A unit that described itself as South Ossetian police detained reporter Dariusz Bohatkiewicz, cameraman Marcin Wesolowski, and driver Levan Guliashvili at around 4 p.m. local time today when they tried to enter the region to cover an expected Russian troop withdrawal, according to CPJ sources and press reports. Guliashvili is a Georgian national.
“We call on South Ossetian and Russian authorities to immediately release Dariusz Bohatkiewicz, Marcin Wesolowski, and Levan Guliashvili and to return their equipment,” CPJ Europe and Central Asia Program Coordinator Nina Ognianova said. “South Ossetia has seen little independent reporting since the conflict erupted in early August. All sides should stop harassing journalists and obstructing their work.”
David Labadze, a Georgian correspondent for TVP, the Polish public broadcaster, said the crew was traveling to Karaleti in the Russian-controlled buffer zone between South Ossetia and Georgia. He said Russian troops at a checkpoint denied entry to the village after the crew members could not produce press accreditation issued by the Russian Foreign Ministry. When the crew tried an alternate route into Karaleti, he said, they were stopped and detained.

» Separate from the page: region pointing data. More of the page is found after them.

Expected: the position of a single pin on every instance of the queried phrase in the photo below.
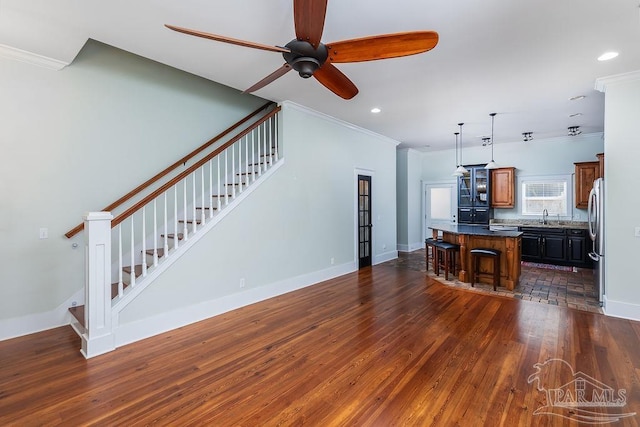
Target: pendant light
(460, 170)
(492, 164)
(455, 172)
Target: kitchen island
(480, 236)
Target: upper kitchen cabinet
(503, 187)
(474, 195)
(586, 173)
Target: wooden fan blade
(382, 46)
(308, 19)
(335, 81)
(271, 77)
(227, 39)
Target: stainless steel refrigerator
(595, 218)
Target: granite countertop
(474, 230)
(551, 223)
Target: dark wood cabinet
(558, 246)
(586, 173)
(577, 247)
(503, 188)
(474, 193)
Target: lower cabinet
(558, 246)
(474, 215)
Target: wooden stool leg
(446, 264)
(496, 272)
(474, 267)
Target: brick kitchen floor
(574, 289)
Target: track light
(574, 130)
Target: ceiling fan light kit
(309, 57)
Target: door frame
(370, 173)
(453, 185)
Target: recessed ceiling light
(607, 56)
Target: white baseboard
(411, 247)
(131, 332)
(384, 257)
(621, 309)
(25, 325)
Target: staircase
(137, 245)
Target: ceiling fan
(309, 57)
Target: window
(539, 194)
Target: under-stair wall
(295, 230)
(110, 115)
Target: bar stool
(476, 255)
(430, 245)
(445, 257)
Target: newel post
(98, 337)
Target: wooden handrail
(78, 228)
(124, 215)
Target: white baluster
(120, 266)
(245, 176)
(253, 158)
(144, 241)
(264, 144)
(239, 176)
(193, 202)
(219, 193)
(210, 188)
(226, 178)
(233, 170)
(202, 211)
(274, 132)
(133, 254)
(175, 217)
(166, 228)
(185, 230)
(259, 158)
(155, 232)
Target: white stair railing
(148, 234)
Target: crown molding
(31, 58)
(603, 82)
(289, 104)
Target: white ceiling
(521, 59)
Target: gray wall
(538, 157)
(77, 139)
(289, 230)
(622, 151)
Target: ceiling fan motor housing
(304, 58)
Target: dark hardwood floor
(381, 347)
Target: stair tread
(173, 236)
(160, 252)
(78, 313)
(189, 221)
(138, 269)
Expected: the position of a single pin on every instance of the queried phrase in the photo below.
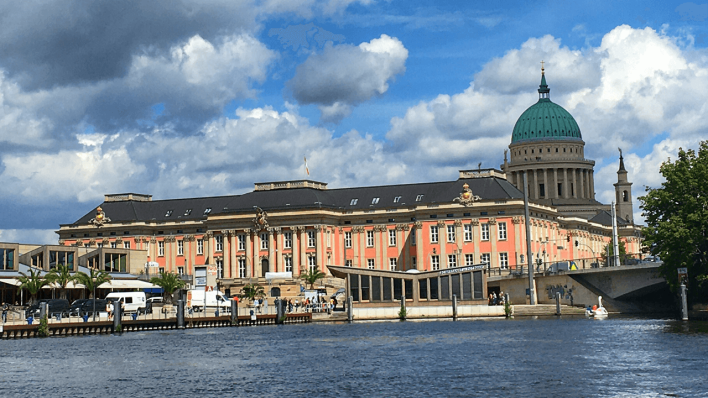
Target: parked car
(54, 308)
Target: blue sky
(183, 98)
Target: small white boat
(597, 311)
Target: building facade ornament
(260, 222)
(466, 197)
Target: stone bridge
(628, 288)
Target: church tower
(623, 193)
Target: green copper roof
(545, 121)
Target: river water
(544, 357)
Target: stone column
(421, 262)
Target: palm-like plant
(169, 282)
(61, 275)
(312, 275)
(92, 280)
(32, 283)
(251, 291)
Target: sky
(179, 99)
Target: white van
(130, 301)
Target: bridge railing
(555, 266)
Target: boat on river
(597, 311)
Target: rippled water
(566, 357)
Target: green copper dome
(545, 121)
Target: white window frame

Labadze, who was in Karaleti today with representatives of the Polish Embassy in Georgia, told CPJ that a crew member was able to send a text message to TVP’s Tbilisi bureau before his phone was seized. The message said the crew had been detained but was not mistreated. The TVP Web site said the crew members were later transferred to Russian military custody.
Reuters quoted Maciej Dachowski, Poland’s deputy ambassador to Georgia, as saying that the crew was “taken into custody by a unit claiming to be the Ossetian police but immediately after that they were handed over to the Russian military forces operating in the area.” Zbigniew Wiktorowicz, a representative of the Polish Embassy in Georgia who was in Karaleti, told CPJ the embassy was talking to both South Ossetian and Russian officials, but authorities had not given an explicit reason for the detention.